LA NAISSANCE DES ARTS DE LA RUE

Émergent dans les années 1960 et connaissant un essor considérable à partir de 1968, l’art de rue ou art d’espace libre , est apparu avec la volonté politique et sociale de se diffuser au plus grand nombre, de désinstitutionnaliser la culture pour la faire sortir dans l’espace public. Cet espace, donc gratuit et commun à tous, permet de se rapprocher de tous les publics, s’adresser à tous. A cette époque, deux types d’artistes s’y cotoient : «les anciens saltimbanques » et les «nouveaux». Les premiers y ont toujours été, ils y font la manche pour gagner leur vie, ce sont les artistes traditionnels de rue. Les seconds y arrivent, nouvelle génération d’artiste qui s’empare de la rue comme terrain d’action politique et engagé. Mais vingt ans après, la culture s’est démocratisée grâce aux artistes et à des politiques publiques culturelles beaucoup plus actives en France avec l’arrivée de la gauche au pouvoir dès 1980. L’art se réinstitutionalise petit à petit et certains des nouveaux saltimbanques repassent les portes des théâtres et des lieux pré-affectés tandis que d’autres se forment sous le terme de « compagnies ». Ces dernière prennent de l’ampleur comme Royal de Luxe et font de la rue plus que leur terrain de représentation, un élément à part entière dans la création des spectacles. Ils conservent une portée politique, éthique et esthétique à leur travail. Parallèlement, les municipalités qui obtiennent plus de « pouvoir » sur les actions culturelles, grâce à la décentralisation, développent des volontés d’animation locale et se tournent vers les artistes de rue. Ces-derniers commencent à s’organiser autour de festivals municipaux, y trouvant une nouvelle forme d’expression et un confort financier. La décentralisation a ainsi pour effet de faire des pouvoirs publics locaux les premiers interlocuteurs des compagnies restées dans la rue.

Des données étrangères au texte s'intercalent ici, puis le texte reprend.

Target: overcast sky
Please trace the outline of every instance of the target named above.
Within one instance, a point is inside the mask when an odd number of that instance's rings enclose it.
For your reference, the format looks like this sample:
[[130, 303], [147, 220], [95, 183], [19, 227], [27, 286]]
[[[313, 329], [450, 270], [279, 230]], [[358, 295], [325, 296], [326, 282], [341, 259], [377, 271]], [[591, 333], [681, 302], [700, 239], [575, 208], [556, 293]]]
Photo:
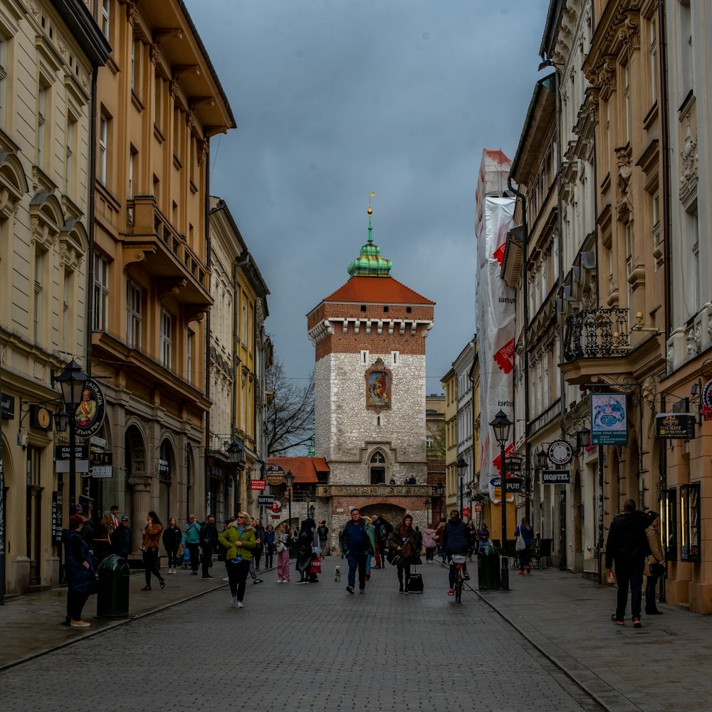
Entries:
[[436, 302], [426, 392], [474, 329], [482, 150], [513, 158], [549, 0], [186, 0], [237, 120], [211, 142], [225, 199], [271, 294], [288, 375], [314, 362], [305, 315], [367, 238]]

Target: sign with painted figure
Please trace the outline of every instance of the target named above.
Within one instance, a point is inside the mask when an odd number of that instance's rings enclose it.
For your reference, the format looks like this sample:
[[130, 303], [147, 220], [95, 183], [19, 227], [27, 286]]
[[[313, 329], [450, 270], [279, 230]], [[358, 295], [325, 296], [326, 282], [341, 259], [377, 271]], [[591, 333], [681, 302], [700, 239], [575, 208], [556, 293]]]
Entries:
[[99, 384], [88, 379], [82, 390], [82, 399], [74, 414], [78, 438], [90, 438], [101, 429], [106, 415], [106, 400]]
[[591, 444], [628, 444], [624, 393], [591, 394]]

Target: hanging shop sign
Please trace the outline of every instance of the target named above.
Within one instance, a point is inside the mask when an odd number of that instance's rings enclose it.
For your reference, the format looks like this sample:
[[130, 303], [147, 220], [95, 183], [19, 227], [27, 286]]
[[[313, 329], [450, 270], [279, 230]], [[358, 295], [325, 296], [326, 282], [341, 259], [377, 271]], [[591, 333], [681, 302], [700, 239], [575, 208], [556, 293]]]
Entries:
[[692, 440], [695, 436], [695, 414], [660, 413], [655, 417], [655, 431], [659, 438]]
[[701, 403], [705, 420], [712, 420], [712, 379], [708, 381], [702, 389]]
[[543, 470], [541, 480], [545, 485], [567, 485], [571, 481], [571, 471]]
[[75, 434], [78, 438], [90, 438], [101, 430], [106, 415], [106, 400], [99, 384], [88, 379], [82, 390], [82, 399], [74, 414]]
[[591, 444], [627, 445], [628, 417], [624, 393], [592, 393]]
[[284, 481], [284, 470], [280, 465], [268, 465], [265, 477], [272, 486], [276, 487]]
[[574, 455], [571, 446], [565, 440], [555, 440], [549, 446], [546, 454], [555, 465], [567, 465]]

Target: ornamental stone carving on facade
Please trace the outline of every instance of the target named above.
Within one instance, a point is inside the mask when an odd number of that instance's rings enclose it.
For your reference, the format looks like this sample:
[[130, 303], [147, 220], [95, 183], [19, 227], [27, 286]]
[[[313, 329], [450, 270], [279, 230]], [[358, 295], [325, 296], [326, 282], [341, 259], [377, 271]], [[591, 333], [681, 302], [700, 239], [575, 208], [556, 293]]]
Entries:
[[686, 204], [697, 192], [698, 175], [697, 140], [692, 137], [690, 130], [690, 117], [687, 115], [687, 130], [685, 132], [685, 145], [680, 152], [682, 159], [680, 169], [680, 200]]
[[702, 348], [702, 333], [698, 326], [691, 326], [685, 332], [688, 359], [694, 358]]

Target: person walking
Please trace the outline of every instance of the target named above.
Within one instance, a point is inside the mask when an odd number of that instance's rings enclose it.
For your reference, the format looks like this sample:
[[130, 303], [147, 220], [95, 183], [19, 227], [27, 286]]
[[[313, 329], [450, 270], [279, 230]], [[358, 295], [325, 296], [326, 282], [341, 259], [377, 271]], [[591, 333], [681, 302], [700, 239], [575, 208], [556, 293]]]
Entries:
[[425, 547], [425, 560], [429, 563], [433, 562], [435, 558], [435, 550], [437, 548], [437, 540], [436, 539], [435, 530], [432, 525], [429, 524], [427, 528], [423, 532], [423, 546]]
[[131, 553], [131, 528], [125, 514], [121, 518], [121, 523], [111, 533], [110, 541], [111, 553], [127, 560]]
[[257, 546], [255, 530], [250, 525], [246, 512], [239, 512], [218, 537], [218, 542], [227, 550], [225, 565], [230, 582], [230, 605], [244, 608], [245, 582], [250, 570], [252, 552]]
[[97, 591], [94, 573], [94, 557], [86, 540], [79, 532], [84, 525], [80, 514], [69, 518], [69, 528], [62, 532], [66, 572], [67, 612], [73, 628], [88, 628], [90, 623], [82, 619], [82, 609], [89, 597]]
[[315, 528], [316, 522], [310, 518], [305, 519], [300, 525], [297, 535], [297, 571], [299, 572], [297, 583], [309, 582], [309, 567], [312, 562]]
[[277, 536], [277, 583], [289, 583], [289, 549], [292, 543], [291, 532], [286, 524], [281, 525]]
[[210, 567], [213, 565], [213, 550], [218, 544], [218, 528], [215, 518], [209, 514], [200, 525], [200, 548], [203, 550], [203, 578], [212, 578]]
[[250, 520], [250, 526], [254, 530], [255, 533], [255, 548], [252, 552], [252, 558], [250, 560], [250, 570], [249, 574], [250, 577], [252, 579], [253, 584], [262, 583], [262, 579], [257, 575], [257, 567], [256, 565], [255, 555], [257, 552], [260, 550], [262, 546], [262, 540], [258, 535], [257, 532], [259, 530], [259, 520], [257, 519]]
[[319, 536], [319, 553], [324, 556], [329, 555], [329, 528], [326, 525], [326, 520], [323, 519], [317, 527], [316, 533]]
[[267, 525], [265, 530], [265, 568], [271, 569], [273, 566], [274, 548], [277, 543], [277, 533], [271, 524]]
[[384, 568], [383, 565], [383, 522], [381, 518], [375, 514], [371, 518], [371, 526], [373, 527], [373, 536], [376, 543], [376, 568]]
[[517, 555], [519, 557], [519, 575], [523, 576], [525, 568], [527, 573], [530, 573], [532, 570], [530, 557], [532, 552], [532, 539], [534, 538], [534, 530], [530, 525], [529, 520], [526, 517], [522, 517], [521, 523], [514, 530], [514, 535], [521, 536], [524, 540], [524, 548], [517, 552]]
[[161, 540], [163, 525], [155, 512], [149, 512], [146, 518], [146, 528], [141, 532], [143, 535], [143, 568], [146, 575], [146, 585], [142, 591], [151, 590], [151, 575], [152, 574], [161, 585], [166, 587], [166, 580], [158, 570], [158, 543]]
[[178, 565], [178, 550], [183, 540], [183, 533], [174, 517], [171, 517], [168, 526], [163, 530], [163, 548], [168, 555], [168, 572], [174, 574]]
[[265, 548], [265, 528], [258, 519], [254, 520], [252, 525], [255, 528], [255, 538], [257, 540], [257, 547], [252, 555], [252, 558], [255, 562], [255, 571], [259, 571]]
[[192, 514], [188, 517], [188, 523], [183, 528], [183, 536], [185, 537], [185, 548], [190, 554], [191, 576], [198, 575], [198, 563], [200, 558], [200, 525]]
[[410, 567], [414, 564], [422, 563], [420, 550], [418, 548], [417, 533], [413, 528], [412, 515], [404, 515], [403, 520], [391, 532], [388, 539], [388, 548], [398, 552], [396, 563], [396, 568], [398, 570], [398, 592], [407, 595]]
[[[443, 528], [442, 548], [445, 552], [445, 557], [449, 562], [453, 554], [462, 554], [467, 555], [470, 550], [470, 530], [460, 518], [460, 513], [456, 509], [450, 511], [450, 518], [447, 524]], [[449, 582], [450, 588], [447, 595], [454, 596], [455, 595], [455, 575], [456, 567], [450, 565]], [[462, 565], [463, 575], [466, 580], [469, 580], [470, 575], [467, 572], [467, 564]]]
[[477, 538], [479, 540], [480, 546], [489, 542], [489, 530], [484, 522], [480, 525], [480, 528], [477, 530]]
[[339, 549], [349, 564], [348, 583], [346, 590], [353, 595], [358, 570], [359, 593], [366, 592], [366, 565], [369, 556], [376, 550], [375, 533], [372, 525], [361, 517], [357, 507], [351, 510], [351, 519], [339, 532]]
[[665, 573], [667, 562], [665, 561], [663, 544], [658, 532], [659, 515], [656, 512], [648, 512], [647, 515], [654, 518], [650, 526], [645, 530], [645, 536], [650, 548], [650, 555], [647, 558], [647, 581], [645, 584], [645, 612], [649, 616], [661, 616], [663, 612], [659, 611], [655, 604], [655, 589], [658, 579]]
[[606, 568], [610, 571], [615, 565], [618, 596], [616, 612], [611, 620], [618, 625], [625, 625], [625, 609], [628, 604], [630, 588], [630, 612], [633, 627], [640, 628], [640, 607], [642, 600], [643, 569], [649, 552], [645, 530], [652, 519], [636, 511], [635, 501], [627, 499], [623, 512], [611, 522], [606, 541]]

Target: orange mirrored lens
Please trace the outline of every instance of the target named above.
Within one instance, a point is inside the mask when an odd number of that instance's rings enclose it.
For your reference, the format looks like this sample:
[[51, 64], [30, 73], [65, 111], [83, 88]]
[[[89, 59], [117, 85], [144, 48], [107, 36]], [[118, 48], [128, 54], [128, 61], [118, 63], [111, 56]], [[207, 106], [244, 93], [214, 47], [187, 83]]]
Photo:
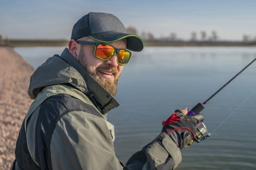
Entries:
[[118, 54], [118, 62], [121, 64], [126, 64], [130, 59], [130, 53], [129, 52], [121, 50]]
[[99, 44], [97, 47], [95, 54], [97, 57], [104, 60], [110, 59], [114, 54], [114, 49], [109, 46]]

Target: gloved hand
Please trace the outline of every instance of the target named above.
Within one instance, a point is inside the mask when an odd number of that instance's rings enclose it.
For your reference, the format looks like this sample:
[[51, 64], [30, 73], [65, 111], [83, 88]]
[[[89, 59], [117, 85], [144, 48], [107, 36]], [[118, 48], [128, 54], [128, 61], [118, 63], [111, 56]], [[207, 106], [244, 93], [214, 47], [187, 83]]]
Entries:
[[163, 122], [162, 132], [166, 133], [181, 149], [189, 146], [195, 138], [197, 124], [204, 120], [203, 116], [200, 113], [187, 116], [188, 111], [187, 108], [176, 110]]

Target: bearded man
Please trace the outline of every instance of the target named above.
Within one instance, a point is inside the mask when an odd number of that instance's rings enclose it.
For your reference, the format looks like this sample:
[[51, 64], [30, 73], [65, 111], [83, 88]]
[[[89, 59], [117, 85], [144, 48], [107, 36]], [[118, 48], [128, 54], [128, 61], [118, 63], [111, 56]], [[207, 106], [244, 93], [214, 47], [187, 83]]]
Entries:
[[[114, 99], [129, 50], [144, 43], [127, 33], [115, 16], [90, 12], [74, 25], [68, 48], [49, 58], [30, 79], [34, 99], [17, 141], [12, 169], [172, 169], [180, 149], [193, 141], [200, 114], [177, 110], [160, 134], [124, 165], [114, 148], [113, 126], [107, 114]], [[150, 125], [148, 125], [149, 126]]]

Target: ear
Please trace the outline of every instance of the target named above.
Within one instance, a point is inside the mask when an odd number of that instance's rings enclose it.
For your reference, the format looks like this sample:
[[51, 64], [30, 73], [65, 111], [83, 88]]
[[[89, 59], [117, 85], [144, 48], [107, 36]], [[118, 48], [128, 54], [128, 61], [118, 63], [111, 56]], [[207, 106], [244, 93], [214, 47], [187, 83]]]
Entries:
[[78, 44], [75, 40], [71, 39], [68, 42], [68, 51], [76, 59], [79, 52]]

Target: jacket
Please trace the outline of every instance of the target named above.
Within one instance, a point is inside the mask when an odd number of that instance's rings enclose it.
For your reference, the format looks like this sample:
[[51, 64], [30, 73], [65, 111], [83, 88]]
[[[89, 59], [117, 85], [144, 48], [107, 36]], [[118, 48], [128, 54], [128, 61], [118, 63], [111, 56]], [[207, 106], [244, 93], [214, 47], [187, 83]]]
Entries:
[[13, 169], [172, 169], [180, 150], [165, 134], [124, 165], [116, 155], [107, 114], [119, 104], [66, 48], [35, 71], [34, 99], [22, 126]]

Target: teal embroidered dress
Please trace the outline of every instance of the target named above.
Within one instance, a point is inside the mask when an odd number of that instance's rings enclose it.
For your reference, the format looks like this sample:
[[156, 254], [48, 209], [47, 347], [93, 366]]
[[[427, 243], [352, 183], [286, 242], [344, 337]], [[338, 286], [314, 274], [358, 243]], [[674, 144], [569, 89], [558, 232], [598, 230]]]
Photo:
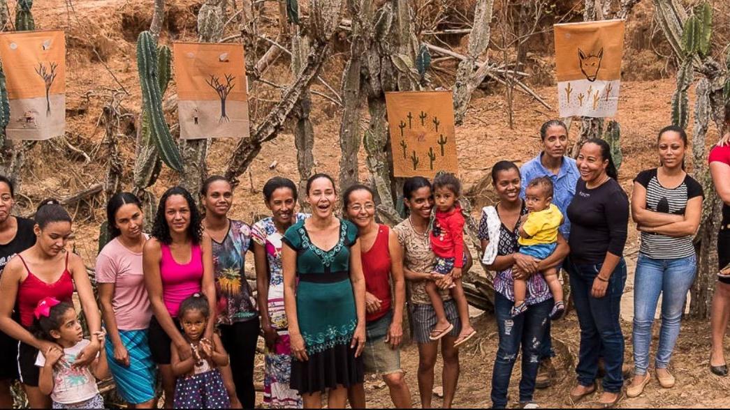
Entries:
[[309, 360], [292, 360], [291, 387], [300, 394], [363, 382], [361, 358], [350, 347], [357, 314], [350, 281], [350, 247], [357, 228], [340, 221], [339, 240], [328, 251], [310, 239], [304, 222], [287, 229], [283, 242], [297, 253], [296, 312]]

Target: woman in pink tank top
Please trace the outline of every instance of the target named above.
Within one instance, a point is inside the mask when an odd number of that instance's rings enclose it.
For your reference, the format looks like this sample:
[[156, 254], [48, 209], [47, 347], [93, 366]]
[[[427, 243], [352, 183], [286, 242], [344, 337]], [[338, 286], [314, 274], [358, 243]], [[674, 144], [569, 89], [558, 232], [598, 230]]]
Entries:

LES ANNÉES 1990 : L’INSTUTIONNALISATION DU MILIEU

En 1993, l’association HorsLesMurs, centre national de ressources pour les arts de la rue et du cirque, voit le jour à Paris et assure les missions de promotion et de développement des arts de la rue et de la piste. Elle naît suite au changement de statut de Lieux Publics qui deviendra le premier Centre National des Arts de la Rue en France. En 1997 naît la Fédération Nationale des Arts de la rue, réseau d’individus et de structures composé de professionnels du milieu des arts de la rue. Son but est d’ « oeuvrer à la consolidation et au développement des arts de la rue selon trois axes directeurs :
• la reconnaissance professionnelle et artistique.
• le développement de ses financements, de ses équipes et de ses outils.
• l’ouverture et le dialogue avec l’ensemble des acteurs artistiqes et culturels. »
En 2003, les arts de la rue en France s’ouvrent à l’international avec la création du réseau européen In situ, piloté par Lieux Publics. Le réseau comporte vingt partenaires dans douze pays différents. Il met en place des systèmes de repérage d’artistes, de co-production, de diffusion…
En 2005, 2006 et 2007 est mis en place le plan triennal du Temps des Arts de la Rue, co-piloté par le ministère de la Culture, la Fédération Nationale des Arts de la Rue et l’association HorsLesMurs. Ce plan a, entre-autre, abouti à la création des Centre Nationaux des Arts de la Rue en 2005, s’accompagnant de forts soutiens financiers de la part du ministère de la Culture et une augmentation de ceux des collectivités territoriales sur les trois années. Il existe aujourd’hui quatorze CNARdans toute la France.
Une seule formation permet en France de se former aux arts de la rue, il s’agit Formation Avancée Itinérante des Arts de la Rue,FAI-AR, à Marseille, qui a ouvert ses portes en 2005.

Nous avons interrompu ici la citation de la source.